Nel vasto mare della Pubblica Amministrazione (PA), la bussola puntata verso l’innovazione ha provato a seguire la rotta del Riuso delle applicazioni software, non sempre però incontrando venti favorevoli.
Per “Riuso di programmi informatici o parti di essi” si intende la possibilità per una PA di riutilizzare gratuitamente programmi informatici, sviluppati per conto e a spese di un’altra Amministrazione, adattandoli alle proprie esigenze.
Introdotto inizialmente nel 2000, il Riuso trova la sua articolazione nel Codice dell’Amministrazione digitale (CAD): non solo ogni Amministrazione, nell’acquisizione di applicativi software, può optare per il Riuso[1], ma deve anche favorirlo, prevedendo che i programmi sviluppati al suo interno siano facilmente portabili su altre piattaforme, in modo da poterli dare in uso gratuito (in formato sorgente, completi della documentazione disponibile) ad altri Enti[2].
La PA non è totalmente disinteressata al Riuso e chi ha adottato questa pratica ha avuto modo di constatarne pregi e difetti. La ricerca condotta nel 2012 dall’Osservatorio eGovernment del Politecnico di Milano evidenzia come già oggi, nella scelta di possibili soluzioni ICT, il 42% degli Enti prendono sempre in considerazione soluzioni implementate da altre realtà, il 24% lo fa in casi specifici[3] e solo il 34% non lo fa mai. I vantaggi, per l’Ente che sceglie il Riuso, sono molteplici: si va dalla maggior rispondenza alle esigenze (72%), ai minori costi (70%), fino alla semplificazione dei processi di affidamento (52%) e la riduzione dei tempi di introduzione della soluzione (46%).

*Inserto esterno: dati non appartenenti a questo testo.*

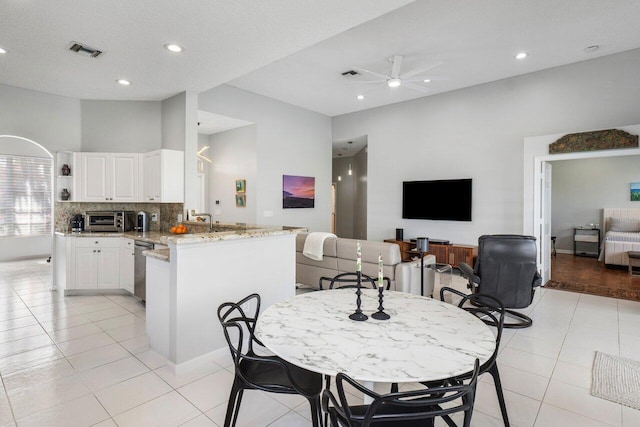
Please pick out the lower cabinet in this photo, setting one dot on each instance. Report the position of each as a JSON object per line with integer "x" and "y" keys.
{"x": 96, "y": 263}
{"x": 127, "y": 257}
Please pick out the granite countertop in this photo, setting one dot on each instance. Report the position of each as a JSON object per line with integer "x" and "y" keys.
{"x": 220, "y": 232}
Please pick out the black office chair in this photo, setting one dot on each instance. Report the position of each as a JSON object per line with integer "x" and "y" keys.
{"x": 506, "y": 268}
{"x": 256, "y": 372}
{"x": 415, "y": 408}
{"x": 350, "y": 280}
{"x": 492, "y": 312}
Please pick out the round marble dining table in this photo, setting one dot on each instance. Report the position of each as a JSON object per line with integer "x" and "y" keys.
{"x": 425, "y": 339}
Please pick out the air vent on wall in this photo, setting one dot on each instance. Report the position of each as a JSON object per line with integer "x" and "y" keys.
{"x": 84, "y": 50}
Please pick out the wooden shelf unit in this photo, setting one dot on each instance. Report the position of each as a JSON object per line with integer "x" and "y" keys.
{"x": 445, "y": 254}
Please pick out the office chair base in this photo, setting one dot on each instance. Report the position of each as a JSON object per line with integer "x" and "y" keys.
{"x": 522, "y": 320}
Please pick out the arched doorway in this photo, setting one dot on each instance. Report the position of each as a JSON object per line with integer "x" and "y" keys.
{"x": 26, "y": 199}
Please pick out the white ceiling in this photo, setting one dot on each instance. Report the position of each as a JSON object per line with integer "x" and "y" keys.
{"x": 222, "y": 40}
{"x": 296, "y": 50}
{"x": 476, "y": 41}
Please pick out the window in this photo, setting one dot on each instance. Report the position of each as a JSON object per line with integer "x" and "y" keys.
{"x": 25, "y": 196}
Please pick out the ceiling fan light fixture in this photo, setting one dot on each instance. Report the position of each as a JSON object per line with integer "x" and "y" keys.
{"x": 394, "y": 82}
{"x": 172, "y": 47}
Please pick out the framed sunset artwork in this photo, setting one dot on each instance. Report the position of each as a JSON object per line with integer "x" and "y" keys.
{"x": 298, "y": 191}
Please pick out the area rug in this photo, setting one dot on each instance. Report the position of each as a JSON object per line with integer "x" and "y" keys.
{"x": 616, "y": 379}
{"x": 603, "y": 291}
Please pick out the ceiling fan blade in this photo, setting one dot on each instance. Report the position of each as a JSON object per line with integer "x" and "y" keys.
{"x": 417, "y": 71}
{"x": 396, "y": 63}
{"x": 415, "y": 87}
{"x": 373, "y": 73}
{"x": 355, "y": 82}
{"x": 423, "y": 78}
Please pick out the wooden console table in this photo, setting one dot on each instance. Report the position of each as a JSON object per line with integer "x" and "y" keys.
{"x": 445, "y": 254}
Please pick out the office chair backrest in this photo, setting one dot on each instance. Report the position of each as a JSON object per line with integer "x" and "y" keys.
{"x": 507, "y": 267}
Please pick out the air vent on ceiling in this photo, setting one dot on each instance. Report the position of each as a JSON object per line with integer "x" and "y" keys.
{"x": 84, "y": 50}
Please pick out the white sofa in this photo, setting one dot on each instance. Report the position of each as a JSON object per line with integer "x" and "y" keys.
{"x": 339, "y": 256}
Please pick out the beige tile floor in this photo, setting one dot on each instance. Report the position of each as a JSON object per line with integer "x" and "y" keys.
{"x": 85, "y": 361}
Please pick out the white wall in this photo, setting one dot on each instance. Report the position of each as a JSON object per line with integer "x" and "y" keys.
{"x": 289, "y": 141}
{"x": 234, "y": 155}
{"x": 121, "y": 126}
{"x": 579, "y": 194}
{"x": 50, "y": 120}
{"x": 478, "y": 133}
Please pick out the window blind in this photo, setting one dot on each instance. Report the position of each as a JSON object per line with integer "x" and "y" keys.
{"x": 25, "y": 196}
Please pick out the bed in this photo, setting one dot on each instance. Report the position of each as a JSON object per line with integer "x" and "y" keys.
{"x": 621, "y": 234}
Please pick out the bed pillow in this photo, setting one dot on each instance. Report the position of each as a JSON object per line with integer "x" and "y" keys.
{"x": 625, "y": 224}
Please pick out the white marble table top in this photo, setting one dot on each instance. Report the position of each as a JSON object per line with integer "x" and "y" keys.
{"x": 425, "y": 339}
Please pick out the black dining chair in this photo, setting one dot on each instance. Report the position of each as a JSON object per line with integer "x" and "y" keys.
{"x": 350, "y": 280}
{"x": 254, "y": 371}
{"x": 492, "y": 312}
{"x": 415, "y": 408}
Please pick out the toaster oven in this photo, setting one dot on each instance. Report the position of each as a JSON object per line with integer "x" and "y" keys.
{"x": 115, "y": 221}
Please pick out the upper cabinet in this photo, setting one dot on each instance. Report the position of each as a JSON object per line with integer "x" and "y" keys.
{"x": 110, "y": 177}
{"x": 163, "y": 176}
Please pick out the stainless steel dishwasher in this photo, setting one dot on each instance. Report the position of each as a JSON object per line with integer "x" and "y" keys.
{"x": 140, "y": 269}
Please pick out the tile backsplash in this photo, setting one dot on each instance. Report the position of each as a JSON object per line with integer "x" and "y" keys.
{"x": 167, "y": 212}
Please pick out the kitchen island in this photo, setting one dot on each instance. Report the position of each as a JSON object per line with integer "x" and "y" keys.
{"x": 187, "y": 283}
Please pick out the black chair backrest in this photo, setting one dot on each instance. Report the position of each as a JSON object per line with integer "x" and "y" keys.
{"x": 507, "y": 267}
{"x": 396, "y": 408}
{"x": 240, "y": 317}
{"x": 350, "y": 280}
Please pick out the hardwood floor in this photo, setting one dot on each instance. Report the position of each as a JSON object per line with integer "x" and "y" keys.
{"x": 589, "y": 271}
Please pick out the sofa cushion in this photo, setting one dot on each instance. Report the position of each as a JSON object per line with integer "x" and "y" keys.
{"x": 329, "y": 247}
{"x": 346, "y": 249}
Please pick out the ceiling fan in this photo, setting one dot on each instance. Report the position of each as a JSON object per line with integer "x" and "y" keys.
{"x": 398, "y": 79}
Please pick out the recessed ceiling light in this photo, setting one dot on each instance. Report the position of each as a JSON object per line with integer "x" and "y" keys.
{"x": 394, "y": 82}
{"x": 172, "y": 47}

Oggi però mancano ancora alcuni presupposti perché la procedura di diffusione delle buone pratiche applicative, così come indicato dall’Agenda Digitale, possa diventare una consuetudine. In particolare, vi sono difficoltà nel capire se la soluzione individuata possa realmente rispondere alle esigenze (84%) dei rispondenti, nella gestione della manutenzione correttiva della soluzione (72%), nella gestione di nuovi sviluppi della soluzione (68%), nel venire a conoscenze delle soluzioni effettivamente a Riuso (68%). Inoltre, si rileva spesso inadeguatezza nella documentazione correlata alla soluzione (54%), nel supporto organizzativo e tecnico da parte dell’Ente cedente (48%), oltre che di competenze specifiche da parte del personale dell’Ente riusante (48%).

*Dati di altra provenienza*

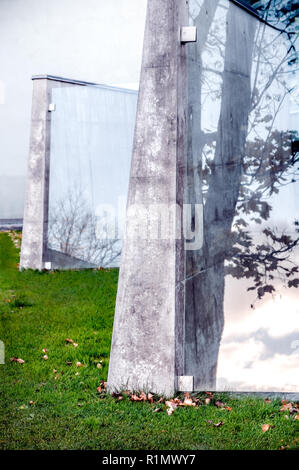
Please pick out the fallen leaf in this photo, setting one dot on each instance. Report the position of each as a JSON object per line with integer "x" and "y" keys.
{"x": 17, "y": 359}
{"x": 135, "y": 398}
{"x": 143, "y": 396}
{"x": 219, "y": 404}
{"x": 157, "y": 410}
{"x": 218, "y": 425}
{"x": 286, "y": 406}
{"x": 150, "y": 397}
{"x": 189, "y": 402}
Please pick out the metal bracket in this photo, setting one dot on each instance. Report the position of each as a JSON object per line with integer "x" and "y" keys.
{"x": 188, "y": 34}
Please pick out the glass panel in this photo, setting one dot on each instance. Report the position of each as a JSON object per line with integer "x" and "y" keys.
{"x": 242, "y": 318}
{"x": 90, "y": 153}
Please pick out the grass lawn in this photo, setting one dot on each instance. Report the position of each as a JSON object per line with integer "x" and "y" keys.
{"x": 54, "y": 404}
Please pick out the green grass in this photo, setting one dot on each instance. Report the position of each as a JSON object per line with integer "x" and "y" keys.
{"x": 41, "y": 310}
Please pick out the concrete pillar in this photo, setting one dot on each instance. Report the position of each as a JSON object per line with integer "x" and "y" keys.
{"x": 147, "y": 350}
{"x": 35, "y": 221}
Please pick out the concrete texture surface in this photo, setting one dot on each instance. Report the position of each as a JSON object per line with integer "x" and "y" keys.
{"x": 147, "y": 345}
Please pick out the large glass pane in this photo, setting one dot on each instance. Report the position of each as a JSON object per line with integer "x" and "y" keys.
{"x": 242, "y": 318}
{"x": 90, "y": 153}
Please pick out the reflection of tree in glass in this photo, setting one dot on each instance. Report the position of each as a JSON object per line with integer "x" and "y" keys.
{"x": 239, "y": 69}
{"x": 74, "y": 231}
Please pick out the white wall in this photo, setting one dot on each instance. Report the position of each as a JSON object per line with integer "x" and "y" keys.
{"x": 92, "y": 40}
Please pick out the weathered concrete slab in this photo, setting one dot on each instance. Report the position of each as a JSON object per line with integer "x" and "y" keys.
{"x": 36, "y": 201}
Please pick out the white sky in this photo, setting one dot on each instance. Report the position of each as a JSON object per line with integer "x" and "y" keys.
{"x": 92, "y": 40}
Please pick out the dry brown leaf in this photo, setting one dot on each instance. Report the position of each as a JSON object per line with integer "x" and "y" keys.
{"x": 17, "y": 359}
{"x": 135, "y": 398}
{"x": 143, "y": 396}
{"x": 150, "y": 397}
{"x": 286, "y": 406}
{"x": 189, "y": 402}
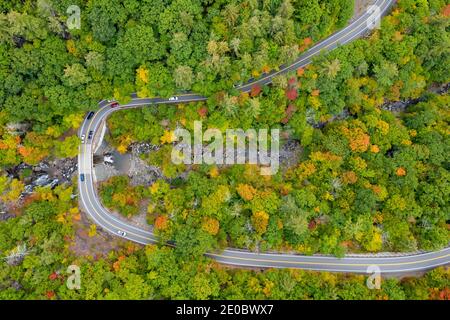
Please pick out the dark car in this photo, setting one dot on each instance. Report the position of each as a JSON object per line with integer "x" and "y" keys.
{"x": 90, "y": 115}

La Ricerca evidenzia quindi come, da un lato, gli Enti riusanti non abbiano una panoramica completa sull’offerta di prodotti a Riuso, né facile accesso alle competenze o conoscenza sulla soluzione, elementi molto spesso posseduti solo dal cedente, e questo rende difficile fare il match fra le loro esigenze e la possibile soluzione. Dall’altro lato, la pratica del Riuso non rientra ancora nella mission istituzionale degli Enti cedenti, semplificando: non ci sono disponibilità di tempo né di personale da dedicare alla diffusione dei propri applicativi, ma soprattutto non sono palesi i vantaggi nel cedere una soluzione a Riuso. E proprio qui, nel vantaggio per l’Ente cedente, potrebbe nascondersi la chiave per spalancare le porte del Riuso. Se la cessione di applicativi fosse inserita tra gli obiettivi dei processi di programmazione delle PA si incentiverebbe il cedente anche attraverso vantaggi economici legati alla buona riuscita del Riuso. Questo fondo potrebbe essere alimentato anche dai risparmi procurati al riusante, promuovendo così ulteriormente lo sviluppo e cessione di buone pratiche che garantiscano risparmi.

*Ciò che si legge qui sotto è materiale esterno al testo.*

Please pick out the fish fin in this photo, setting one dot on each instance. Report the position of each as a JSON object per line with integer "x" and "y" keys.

Un ricorso esteso al Riuso e all’open source sarebbe in grado di portare vantaggi economici non solo agli enti pubblici ma anche al mercato delle imprese che ruotano intorno al settore ICT, attraverso l’apertura di un mercato oggi riservato a pochi, favorendo così l’accelerazione del processo di rinnovamento della PA.
[1] Art. 68 del CAD
[2] Art. 69 del CAD
[3] In caso di progetti regionali e provinciali oppure progetti che coinvolgono numerosi enti (es. Programma ELISA) o nel caso in cui vi sia una conoscenza pregressa dell’Ente cedente e una riconosciuta validità del progetto.